China is the biggest customer for Iranian oil. And of course, Iran needs hard currency from its oil exports. If sanctions make it impossible for Iran to receive dollars or euros for oil, it will have to find other payment channels. The Chinese would gladly pay for oil in yuan, but as Rickards points out, the Iranian appetite for yuan is limited. The obvious solution for both China and Iran is for the two countries to settle their payment accounts in gold.

Rickards explained what this means for the larger gold market.

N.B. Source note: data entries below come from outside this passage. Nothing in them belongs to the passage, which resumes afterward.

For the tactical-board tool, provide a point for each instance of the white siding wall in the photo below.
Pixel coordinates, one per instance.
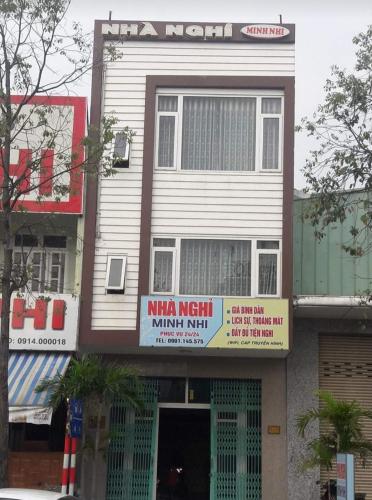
(184, 203)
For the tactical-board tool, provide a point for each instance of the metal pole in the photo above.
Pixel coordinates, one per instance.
(66, 460)
(72, 474)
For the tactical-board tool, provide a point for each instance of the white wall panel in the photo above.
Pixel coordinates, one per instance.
(187, 203)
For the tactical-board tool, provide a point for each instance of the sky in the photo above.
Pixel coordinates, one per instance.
(324, 32)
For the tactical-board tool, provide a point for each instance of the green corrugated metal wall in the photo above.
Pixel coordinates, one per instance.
(235, 440)
(235, 444)
(322, 267)
(130, 461)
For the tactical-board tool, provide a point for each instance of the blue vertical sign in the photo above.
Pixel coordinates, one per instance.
(345, 476)
(76, 418)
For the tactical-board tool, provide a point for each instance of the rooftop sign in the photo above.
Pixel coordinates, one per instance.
(145, 30)
(265, 31)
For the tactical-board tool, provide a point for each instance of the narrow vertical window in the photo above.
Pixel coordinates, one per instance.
(270, 133)
(163, 265)
(268, 255)
(167, 116)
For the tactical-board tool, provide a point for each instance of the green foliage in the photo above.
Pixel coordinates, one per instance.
(342, 162)
(95, 381)
(343, 421)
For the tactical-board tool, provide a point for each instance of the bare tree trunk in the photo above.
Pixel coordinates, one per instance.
(6, 286)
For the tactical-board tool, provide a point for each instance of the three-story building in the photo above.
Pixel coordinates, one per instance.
(188, 254)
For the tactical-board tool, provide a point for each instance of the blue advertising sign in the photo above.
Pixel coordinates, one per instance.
(345, 476)
(214, 322)
(76, 418)
(76, 408)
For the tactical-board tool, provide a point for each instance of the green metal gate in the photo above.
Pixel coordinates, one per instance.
(235, 440)
(130, 464)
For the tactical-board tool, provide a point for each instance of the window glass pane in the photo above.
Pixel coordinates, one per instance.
(167, 103)
(116, 268)
(55, 241)
(270, 147)
(166, 141)
(218, 133)
(267, 274)
(172, 390)
(271, 105)
(268, 245)
(199, 390)
(164, 242)
(163, 268)
(120, 144)
(25, 240)
(215, 267)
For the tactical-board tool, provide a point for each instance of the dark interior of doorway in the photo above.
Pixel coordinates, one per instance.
(183, 454)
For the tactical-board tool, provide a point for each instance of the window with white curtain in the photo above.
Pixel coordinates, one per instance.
(44, 259)
(235, 133)
(267, 263)
(189, 266)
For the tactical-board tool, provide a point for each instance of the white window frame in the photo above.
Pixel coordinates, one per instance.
(174, 252)
(46, 267)
(112, 149)
(176, 140)
(254, 263)
(269, 251)
(124, 259)
(260, 120)
(258, 94)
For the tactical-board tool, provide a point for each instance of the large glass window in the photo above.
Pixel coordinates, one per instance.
(233, 133)
(218, 133)
(215, 267)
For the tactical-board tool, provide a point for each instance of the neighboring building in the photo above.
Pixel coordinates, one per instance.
(48, 229)
(332, 333)
(188, 255)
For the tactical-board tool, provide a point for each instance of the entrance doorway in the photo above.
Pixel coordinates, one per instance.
(183, 471)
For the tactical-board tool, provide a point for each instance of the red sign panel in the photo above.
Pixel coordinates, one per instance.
(51, 140)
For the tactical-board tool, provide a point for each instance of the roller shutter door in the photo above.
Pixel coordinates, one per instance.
(345, 369)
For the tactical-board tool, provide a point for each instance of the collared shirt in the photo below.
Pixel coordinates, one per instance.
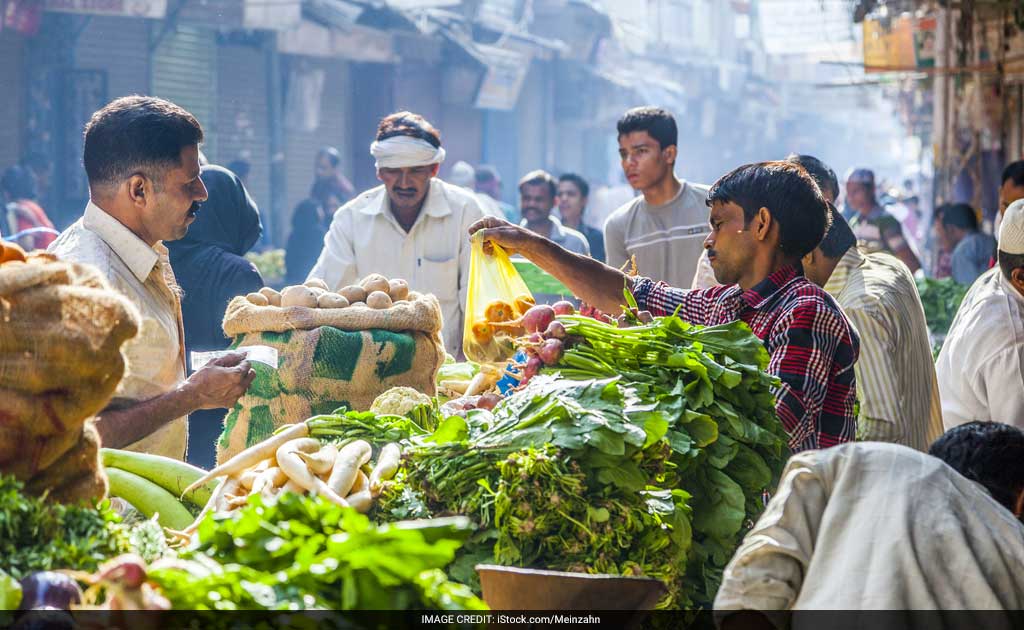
(433, 256)
(971, 257)
(565, 237)
(981, 365)
(811, 344)
(873, 526)
(879, 232)
(156, 357)
(667, 240)
(896, 385)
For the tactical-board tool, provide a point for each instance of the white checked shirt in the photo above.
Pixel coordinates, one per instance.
(896, 385)
(433, 256)
(156, 357)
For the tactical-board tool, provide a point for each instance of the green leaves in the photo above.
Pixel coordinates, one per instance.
(304, 552)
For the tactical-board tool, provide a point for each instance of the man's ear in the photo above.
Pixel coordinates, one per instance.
(763, 221)
(671, 153)
(1017, 279)
(138, 190)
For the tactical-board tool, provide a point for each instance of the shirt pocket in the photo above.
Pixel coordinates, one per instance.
(440, 277)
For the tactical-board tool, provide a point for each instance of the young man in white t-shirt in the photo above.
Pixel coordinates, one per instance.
(665, 228)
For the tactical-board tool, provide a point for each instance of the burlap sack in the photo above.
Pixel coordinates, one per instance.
(328, 359)
(323, 369)
(61, 328)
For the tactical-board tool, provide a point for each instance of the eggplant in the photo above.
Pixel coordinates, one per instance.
(49, 590)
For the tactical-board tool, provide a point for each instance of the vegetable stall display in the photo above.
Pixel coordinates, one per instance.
(638, 451)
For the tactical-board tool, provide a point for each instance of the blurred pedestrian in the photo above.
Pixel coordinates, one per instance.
(664, 228)
(210, 265)
(573, 193)
(310, 221)
(971, 250)
(23, 213)
(488, 183)
(1013, 184)
(537, 194)
(877, 229)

The Axis of Gold will create enormous demand for physical gold as an alternative to dollar payments vulnerable to US sanctions. At the same time, the Axis of Gold creates huge embedded demand for gold as the Axis nations build out an alternative to the dollar payments system. But right now gold mining output is flat, western central bank sales of gold have ceased, and acquisition of gold by the Axis is increasing. With limited output, limited western sales, and huge eastern purchases, it’s only a matter of time before a link in the physical gold delivery chain snaps and a full-scale buying panic erupts. Then the price of gold will soar regardless of paper gold manipulations. Meanwhile, Fed tightening combined with weak growth will push the U.S. economy to the brink of recession later this year. That will cause the Fed to reverse course and pause in their path of rate hikes. The pause will come possibly in September, and almost certainly by December. The perception of the Fed flipping from tightening to ease will remove a major headwind to higher gold prices and create a tailwind. Future Fed ease combined with strong demand for physical gold will result in much higher gold prices by year end. The next few months could still be a bumpy ride for gold, but late summer and fall look promising for much a push to $1,400 per ounce or higher.”